Ria’s passion dwelled in this muddy pit. Ria herself wouldn’t be far. The co-op had taken over the old pavilion on the northeast edge of the lake, where the dock had been. The pavilion looked like a Midwestern interpretation of a hacienda, with tall arches of smooth white stucco roofed in red clay tiles. Molly remembered how Ria talked about it after her co-op bought the property and entered the boarded building for the first time. It had served as public restrooms for visitors to the lake, as well as an ice-cream stand, a restaurant, and a rental office for bicycles, canoes, and pontoon boats. But that had all come to a halt long before they were born. According to Ria it had been just a dilapidated shithole. The local neighborhood association had wanted to tear it down to drive off the squatters. But Ria’s passion had won the day.

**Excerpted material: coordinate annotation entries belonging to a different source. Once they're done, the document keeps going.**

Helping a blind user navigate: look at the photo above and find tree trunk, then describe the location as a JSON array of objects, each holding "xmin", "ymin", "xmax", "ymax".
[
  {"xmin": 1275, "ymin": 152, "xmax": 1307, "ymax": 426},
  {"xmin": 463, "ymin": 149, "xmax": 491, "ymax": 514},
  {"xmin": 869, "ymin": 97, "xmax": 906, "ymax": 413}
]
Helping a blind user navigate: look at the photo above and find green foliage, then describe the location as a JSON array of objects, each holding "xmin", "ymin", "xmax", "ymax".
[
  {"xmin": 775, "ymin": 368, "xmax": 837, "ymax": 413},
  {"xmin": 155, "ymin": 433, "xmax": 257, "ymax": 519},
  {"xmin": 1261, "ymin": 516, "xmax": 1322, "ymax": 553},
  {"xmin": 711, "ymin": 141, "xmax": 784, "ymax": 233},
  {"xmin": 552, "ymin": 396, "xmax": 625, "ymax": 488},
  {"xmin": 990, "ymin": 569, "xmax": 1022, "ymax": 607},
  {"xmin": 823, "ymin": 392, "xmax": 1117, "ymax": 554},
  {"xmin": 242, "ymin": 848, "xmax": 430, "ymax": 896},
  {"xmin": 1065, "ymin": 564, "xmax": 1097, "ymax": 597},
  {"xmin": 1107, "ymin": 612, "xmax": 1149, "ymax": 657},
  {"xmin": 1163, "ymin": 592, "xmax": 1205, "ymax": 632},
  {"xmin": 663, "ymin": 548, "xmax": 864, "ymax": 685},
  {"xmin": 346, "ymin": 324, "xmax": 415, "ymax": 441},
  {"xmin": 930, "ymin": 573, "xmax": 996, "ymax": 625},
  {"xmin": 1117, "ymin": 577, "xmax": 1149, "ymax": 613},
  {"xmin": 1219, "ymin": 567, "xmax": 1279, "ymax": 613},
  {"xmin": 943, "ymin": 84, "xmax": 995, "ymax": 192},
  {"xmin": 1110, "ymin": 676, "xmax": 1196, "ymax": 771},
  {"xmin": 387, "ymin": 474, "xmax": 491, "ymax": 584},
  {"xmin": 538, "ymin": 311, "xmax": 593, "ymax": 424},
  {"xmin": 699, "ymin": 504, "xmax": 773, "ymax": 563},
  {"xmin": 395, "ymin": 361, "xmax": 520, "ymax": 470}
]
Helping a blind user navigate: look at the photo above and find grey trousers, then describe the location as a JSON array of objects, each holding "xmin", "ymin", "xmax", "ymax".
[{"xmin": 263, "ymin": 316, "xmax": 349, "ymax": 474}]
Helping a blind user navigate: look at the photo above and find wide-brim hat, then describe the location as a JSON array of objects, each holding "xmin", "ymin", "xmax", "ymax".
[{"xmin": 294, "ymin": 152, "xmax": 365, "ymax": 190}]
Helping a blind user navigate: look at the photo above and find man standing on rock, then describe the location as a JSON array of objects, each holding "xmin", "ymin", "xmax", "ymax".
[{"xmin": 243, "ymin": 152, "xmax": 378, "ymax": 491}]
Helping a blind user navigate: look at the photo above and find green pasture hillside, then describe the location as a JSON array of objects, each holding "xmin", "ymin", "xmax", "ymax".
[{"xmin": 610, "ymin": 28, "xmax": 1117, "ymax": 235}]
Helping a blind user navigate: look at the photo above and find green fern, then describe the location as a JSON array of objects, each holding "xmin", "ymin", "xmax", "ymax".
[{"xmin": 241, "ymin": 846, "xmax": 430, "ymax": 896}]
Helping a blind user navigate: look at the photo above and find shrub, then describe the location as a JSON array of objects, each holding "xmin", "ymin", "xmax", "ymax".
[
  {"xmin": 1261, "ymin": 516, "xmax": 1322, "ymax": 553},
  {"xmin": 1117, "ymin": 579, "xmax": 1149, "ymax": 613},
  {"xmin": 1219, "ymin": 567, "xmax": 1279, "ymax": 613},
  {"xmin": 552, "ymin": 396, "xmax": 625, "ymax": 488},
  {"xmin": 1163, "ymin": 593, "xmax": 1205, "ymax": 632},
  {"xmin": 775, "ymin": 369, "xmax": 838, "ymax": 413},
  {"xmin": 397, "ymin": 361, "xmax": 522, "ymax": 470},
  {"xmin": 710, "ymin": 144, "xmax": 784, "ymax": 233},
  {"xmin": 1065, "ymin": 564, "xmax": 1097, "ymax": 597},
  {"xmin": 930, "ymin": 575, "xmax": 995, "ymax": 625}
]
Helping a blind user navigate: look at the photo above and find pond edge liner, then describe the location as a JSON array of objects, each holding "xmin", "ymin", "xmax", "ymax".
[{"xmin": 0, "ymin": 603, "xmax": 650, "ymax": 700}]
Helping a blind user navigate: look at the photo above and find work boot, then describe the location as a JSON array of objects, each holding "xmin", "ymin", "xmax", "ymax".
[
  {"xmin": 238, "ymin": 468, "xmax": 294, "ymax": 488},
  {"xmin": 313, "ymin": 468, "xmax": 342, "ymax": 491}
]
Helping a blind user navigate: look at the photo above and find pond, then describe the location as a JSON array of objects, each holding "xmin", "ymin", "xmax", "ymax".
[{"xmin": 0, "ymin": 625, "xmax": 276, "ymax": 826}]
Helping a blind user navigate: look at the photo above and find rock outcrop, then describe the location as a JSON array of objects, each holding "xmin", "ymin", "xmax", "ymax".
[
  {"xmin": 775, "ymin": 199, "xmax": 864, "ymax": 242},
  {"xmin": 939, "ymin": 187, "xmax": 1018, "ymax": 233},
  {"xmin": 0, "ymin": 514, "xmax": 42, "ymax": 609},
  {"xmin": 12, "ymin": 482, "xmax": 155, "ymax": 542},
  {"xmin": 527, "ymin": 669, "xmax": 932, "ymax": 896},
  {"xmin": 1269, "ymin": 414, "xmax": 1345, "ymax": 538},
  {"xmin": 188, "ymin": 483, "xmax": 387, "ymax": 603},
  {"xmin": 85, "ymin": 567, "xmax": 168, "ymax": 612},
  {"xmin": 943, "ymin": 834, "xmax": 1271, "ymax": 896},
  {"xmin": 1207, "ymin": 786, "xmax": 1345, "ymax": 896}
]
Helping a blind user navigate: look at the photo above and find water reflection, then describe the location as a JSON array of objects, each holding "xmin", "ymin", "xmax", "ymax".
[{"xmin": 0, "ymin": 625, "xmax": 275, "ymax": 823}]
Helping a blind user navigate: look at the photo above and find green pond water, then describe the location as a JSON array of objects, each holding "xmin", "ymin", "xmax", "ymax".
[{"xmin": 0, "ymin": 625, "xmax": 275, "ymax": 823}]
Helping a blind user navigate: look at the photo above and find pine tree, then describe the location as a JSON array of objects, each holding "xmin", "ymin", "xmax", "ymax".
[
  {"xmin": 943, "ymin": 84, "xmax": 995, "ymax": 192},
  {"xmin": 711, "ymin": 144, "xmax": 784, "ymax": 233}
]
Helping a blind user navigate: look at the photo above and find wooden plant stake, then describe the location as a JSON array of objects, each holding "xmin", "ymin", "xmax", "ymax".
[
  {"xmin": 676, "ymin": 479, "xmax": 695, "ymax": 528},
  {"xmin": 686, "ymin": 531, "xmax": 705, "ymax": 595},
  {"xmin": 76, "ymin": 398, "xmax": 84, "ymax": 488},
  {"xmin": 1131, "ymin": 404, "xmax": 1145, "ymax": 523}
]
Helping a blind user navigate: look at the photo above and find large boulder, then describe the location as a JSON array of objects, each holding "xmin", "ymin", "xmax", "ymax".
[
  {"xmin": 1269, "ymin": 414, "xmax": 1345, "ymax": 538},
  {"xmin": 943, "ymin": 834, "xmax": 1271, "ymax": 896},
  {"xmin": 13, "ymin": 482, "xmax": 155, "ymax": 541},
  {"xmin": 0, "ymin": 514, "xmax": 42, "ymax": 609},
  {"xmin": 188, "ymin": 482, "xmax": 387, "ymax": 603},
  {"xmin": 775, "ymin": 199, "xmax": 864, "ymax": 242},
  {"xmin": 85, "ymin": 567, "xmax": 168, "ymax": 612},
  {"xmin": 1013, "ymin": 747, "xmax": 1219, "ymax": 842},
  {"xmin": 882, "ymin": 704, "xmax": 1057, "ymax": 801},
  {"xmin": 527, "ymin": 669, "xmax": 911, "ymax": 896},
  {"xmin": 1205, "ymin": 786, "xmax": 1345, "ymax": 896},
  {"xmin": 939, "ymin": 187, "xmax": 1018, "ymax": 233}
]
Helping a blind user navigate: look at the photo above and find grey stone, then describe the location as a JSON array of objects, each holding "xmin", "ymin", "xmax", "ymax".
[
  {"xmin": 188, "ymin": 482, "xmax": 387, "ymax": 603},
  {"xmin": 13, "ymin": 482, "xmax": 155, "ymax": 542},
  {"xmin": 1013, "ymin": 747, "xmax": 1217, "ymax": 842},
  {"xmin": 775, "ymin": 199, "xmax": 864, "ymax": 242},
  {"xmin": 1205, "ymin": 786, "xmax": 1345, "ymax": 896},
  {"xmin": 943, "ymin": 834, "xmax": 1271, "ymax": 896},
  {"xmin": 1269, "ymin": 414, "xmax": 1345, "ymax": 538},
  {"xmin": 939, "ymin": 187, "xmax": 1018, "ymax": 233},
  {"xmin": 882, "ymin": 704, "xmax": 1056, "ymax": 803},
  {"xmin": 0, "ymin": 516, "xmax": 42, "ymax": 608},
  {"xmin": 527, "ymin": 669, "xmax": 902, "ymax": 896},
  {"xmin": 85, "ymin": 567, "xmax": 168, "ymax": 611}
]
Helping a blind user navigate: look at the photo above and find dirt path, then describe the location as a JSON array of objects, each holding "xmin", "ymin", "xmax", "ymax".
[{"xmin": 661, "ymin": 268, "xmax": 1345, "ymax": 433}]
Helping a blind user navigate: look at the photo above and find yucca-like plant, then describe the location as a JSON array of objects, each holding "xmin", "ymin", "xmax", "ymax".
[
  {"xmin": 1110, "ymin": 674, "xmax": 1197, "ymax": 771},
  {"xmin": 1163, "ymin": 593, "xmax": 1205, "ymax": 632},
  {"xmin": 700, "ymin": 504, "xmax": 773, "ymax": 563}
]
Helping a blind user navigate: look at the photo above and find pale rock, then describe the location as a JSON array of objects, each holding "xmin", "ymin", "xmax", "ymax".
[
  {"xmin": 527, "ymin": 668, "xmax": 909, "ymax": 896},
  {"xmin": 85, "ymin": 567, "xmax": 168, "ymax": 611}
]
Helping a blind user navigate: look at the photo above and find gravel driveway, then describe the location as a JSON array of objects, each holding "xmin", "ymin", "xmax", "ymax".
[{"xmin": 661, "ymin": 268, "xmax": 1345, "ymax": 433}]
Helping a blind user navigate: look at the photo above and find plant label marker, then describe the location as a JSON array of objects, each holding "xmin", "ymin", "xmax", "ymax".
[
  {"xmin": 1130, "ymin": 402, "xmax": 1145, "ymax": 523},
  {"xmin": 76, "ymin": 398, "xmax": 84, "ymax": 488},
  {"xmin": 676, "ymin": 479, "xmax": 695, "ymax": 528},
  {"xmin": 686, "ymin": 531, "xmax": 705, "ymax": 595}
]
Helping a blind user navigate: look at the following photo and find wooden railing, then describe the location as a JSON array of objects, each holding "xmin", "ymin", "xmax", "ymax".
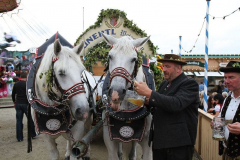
[{"xmin": 194, "ymin": 109, "xmax": 222, "ymax": 160}]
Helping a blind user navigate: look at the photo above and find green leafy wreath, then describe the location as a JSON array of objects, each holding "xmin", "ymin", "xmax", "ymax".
[{"xmin": 74, "ymin": 9, "xmax": 163, "ymax": 88}]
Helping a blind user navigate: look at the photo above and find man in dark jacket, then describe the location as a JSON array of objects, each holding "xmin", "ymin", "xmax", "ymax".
[
  {"xmin": 218, "ymin": 61, "xmax": 240, "ymax": 160},
  {"xmin": 12, "ymin": 72, "xmax": 36, "ymax": 142},
  {"xmin": 134, "ymin": 54, "xmax": 199, "ymax": 160}
]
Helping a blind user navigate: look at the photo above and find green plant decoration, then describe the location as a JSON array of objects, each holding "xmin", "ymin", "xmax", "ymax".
[
  {"xmin": 74, "ymin": 9, "xmax": 163, "ymax": 90},
  {"xmin": 150, "ymin": 63, "xmax": 163, "ymax": 91}
]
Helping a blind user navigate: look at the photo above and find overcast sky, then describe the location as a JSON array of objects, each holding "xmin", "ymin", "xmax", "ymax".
[{"xmin": 0, "ymin": 0, "xmax": 240, "ymax": 54}]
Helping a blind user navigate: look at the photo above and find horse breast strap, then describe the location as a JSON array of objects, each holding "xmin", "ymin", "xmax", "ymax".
[
  {"xmin": 27, "ymin": 54, "xmax": 68, "ymax": 115},
  {"xmin": 110, "ymin": 67, "xmax": 132, "ymax": 83}
]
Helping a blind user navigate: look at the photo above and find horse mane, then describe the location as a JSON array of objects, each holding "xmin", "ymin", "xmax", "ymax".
[
  {"xmin": 38, "ymin": 44, "xmax": 85, "ymax": 73},
  {"xmin": 113, "ymin": 36, "xmax": 134, "ymax": 54}
]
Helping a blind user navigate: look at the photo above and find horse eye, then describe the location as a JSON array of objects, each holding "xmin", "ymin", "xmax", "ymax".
[
  {"xmin": 59, "ymin": 70, "xmax": 65, "ymax": 76},
  {"xmin": 131, "ymin": 58, "xmax": 137, "ymax": 62}
]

Wheelbarrows and the strides of countless work boots had swept away the wild grasses to leave a dusty gray path like a bathtub ring around the lip of the crater. Molly followed it to the pavilion. The dirt held a thousand partial impressions of footsteps and tires and, here and there, cigarette butts. They made her think of Bayliss. She concentrated on the pavilion before she got angry again.

The low murmur of tired voices came to her from inside. “Shit,” said one of them, “I’m exhausted.”

Another cold gust whistled through the hollow spot where Molly had kept her self-confidence. Ria’s voice.

Without remembering the intervening steps, Molly found herself loitering just outside the pavilion. A man and a woman came out together, their dirt-streaked flesh smelling of sweat and loam and satisfaction. They startled Molly. She jumped.

“Hi,” she said. They didn’t respond.

Just like the cop. Just like Martin.

Not a ghost,
thought Molly, concentrating.
Not now.
She focused on what it had been like to be real, to be seen, to be felt, to be a presence in the world. To make eye contact with another human being. Easy. Natural. Even babies could do it, right?

She went inside. The de facto office was a long, narrow, windowless space illuminated by the yellow-green corpse light of biochemical glow strips. It had probably been the kitchen where high school students had cooked hamburgers and hot dogs, once upon a time. A corrugated metal shutter in the wall had been welded shut and painted over with a decent approximation of a Klimt. A warped door had been laid across stacks of cinder blocks to form a desk.